Toyota and Mazda spark race to become next US hub of automotive supply
Having announced plans to build a $1.6bn assembly plant in the US with Mazda, Toyota has sparked a bidding war among US states seeking to land the factory on their turf.
The plant demonstrates Toyota’s ambition of expansion into the US market, with a further $11.6bn planned for US investment in the next five years.
The announcement also comes amidst the threat of US import tariffs being placed upon the auto industry, with President Donald Trump pushing for onshoring in the country.
"We understand the direction that we are getting from the administration and that is to build more in the US," said Toyota North American Chief, Jim Lentz.

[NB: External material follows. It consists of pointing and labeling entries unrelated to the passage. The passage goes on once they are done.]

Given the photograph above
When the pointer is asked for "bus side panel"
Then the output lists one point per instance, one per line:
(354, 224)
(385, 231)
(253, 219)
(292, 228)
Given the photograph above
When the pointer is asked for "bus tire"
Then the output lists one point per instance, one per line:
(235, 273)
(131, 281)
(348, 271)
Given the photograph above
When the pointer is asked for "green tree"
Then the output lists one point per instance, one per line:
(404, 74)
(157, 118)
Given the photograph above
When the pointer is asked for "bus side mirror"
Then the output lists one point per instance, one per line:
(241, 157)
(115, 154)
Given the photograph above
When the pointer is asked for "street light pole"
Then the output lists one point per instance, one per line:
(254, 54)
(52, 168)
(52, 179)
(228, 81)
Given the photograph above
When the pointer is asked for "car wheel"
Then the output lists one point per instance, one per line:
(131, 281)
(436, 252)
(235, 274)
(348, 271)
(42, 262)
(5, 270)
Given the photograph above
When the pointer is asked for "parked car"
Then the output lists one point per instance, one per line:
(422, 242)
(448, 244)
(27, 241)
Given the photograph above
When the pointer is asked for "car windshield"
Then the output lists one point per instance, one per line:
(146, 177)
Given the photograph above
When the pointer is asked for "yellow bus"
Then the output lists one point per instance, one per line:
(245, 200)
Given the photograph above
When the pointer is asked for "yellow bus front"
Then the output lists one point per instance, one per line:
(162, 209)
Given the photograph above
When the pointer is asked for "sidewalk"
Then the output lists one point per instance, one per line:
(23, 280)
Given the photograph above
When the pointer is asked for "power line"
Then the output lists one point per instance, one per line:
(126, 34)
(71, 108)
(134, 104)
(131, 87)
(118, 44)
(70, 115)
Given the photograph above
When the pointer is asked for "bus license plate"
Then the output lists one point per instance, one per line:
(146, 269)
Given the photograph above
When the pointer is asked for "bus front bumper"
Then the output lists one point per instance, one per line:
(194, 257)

Toyota announced that it has not yet decided on where the facility will be built, but will be looking to locate it close to its existing supply chain which is currently spread across eight southern and mid-western states - all of which are likely to be vying for the plant.

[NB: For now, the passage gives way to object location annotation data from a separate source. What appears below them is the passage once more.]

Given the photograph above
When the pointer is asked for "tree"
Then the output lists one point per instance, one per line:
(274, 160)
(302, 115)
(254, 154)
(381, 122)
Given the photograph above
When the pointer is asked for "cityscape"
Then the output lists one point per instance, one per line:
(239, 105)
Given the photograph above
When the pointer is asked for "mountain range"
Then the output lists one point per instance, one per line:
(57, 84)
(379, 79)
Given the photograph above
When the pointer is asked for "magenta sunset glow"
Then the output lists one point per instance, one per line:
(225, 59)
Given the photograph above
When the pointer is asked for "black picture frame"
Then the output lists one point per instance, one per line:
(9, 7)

The facility, once built, is expected to provide 4,000 jobs, with states looking upon this even more favourably with the automotive industry generally paying generous wages and creating spin off jobs at servicing companies and suppliers.
Southern states are said to have the advantage, with access to major ports, good transportation infrastructure and business friendly regulations. However, it is likely to come down to an economic arrangement, meaning all viable states are in with a chance of securing the investment.
Just last week Foxconn was awarded $3bn in refundable tax incentives by the state of Wisconsin after agreements to build a $10bn LCD panel factory in the state, and Toyota and Mazda will most likely be looking for a similar deal with their own facility.